Ce n’est jamais simple. Ce n’est jamais réglé. Ce n’est jamais figé. Il n’est pas rare de voir des adultes retrouver, en quelques secondes, l’enfant en eux lorsqu’ils évoquent un geste mal reçu, une phrase restée en travers, un silence jamais compris. Il y a tant de traces qu’on a enfouies, tant de mots qu’on n’a pas su dire, tant de ressentis qu’on a étouffés pour préserver l’équilibre familial.
Et pourtant, derrière les irritations, derrière les reproches, il y a souvent un terreau plus tendre.

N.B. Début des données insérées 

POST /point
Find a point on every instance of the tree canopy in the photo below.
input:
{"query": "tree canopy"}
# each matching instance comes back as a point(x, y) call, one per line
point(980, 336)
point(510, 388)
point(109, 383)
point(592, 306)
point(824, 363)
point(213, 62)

Celui de vouloir être vu, entendu, reconnu. Le besoin aussi d’habiter l’adulte qu’on est devenu. Sans se sentir encore coincé dans l’enfant qu’on a été.
Travailler la relation à nos parents, ce n’est pas refaire l’histoire. C’est souvent retrouver de l’air, mettre des mots là où il n’y en a jamais eu, et se donner la permission de ne plus tout porter.
C’est parfois comprendre que nos parents ont fait ce qu’ils ont pu avec leur monde, leurs peurs, leurs angles morts. Accepter que certaines blessures existent, qu’elles ne s’excusent pas, mais qu’elles peuvent se traverser.
Et quelque part, c’est une bonne nouvelle. Notre histoire familiale n’est pas une fatalité, c’est un matériau. Un truc vivant. Transformable. Malléable. Un territoire où l’on peut apprendre à se redonner du souffle, à se repositionner, à aimer un peu mieux aussi.
Je m’y prépare. Je suis lucide. Arrivera mon tour. Notre tour. Le parfait n’existe pas. J’ai mes fractures, mes creux, mes zones sensibles. Je sais que, même avec tout mon amour, je laisserai aussi des traces, des fissures dans leurs petits corps, dans leurs petits cœurs. Et c’est très bien comme ça. Parce que j’ai confiance.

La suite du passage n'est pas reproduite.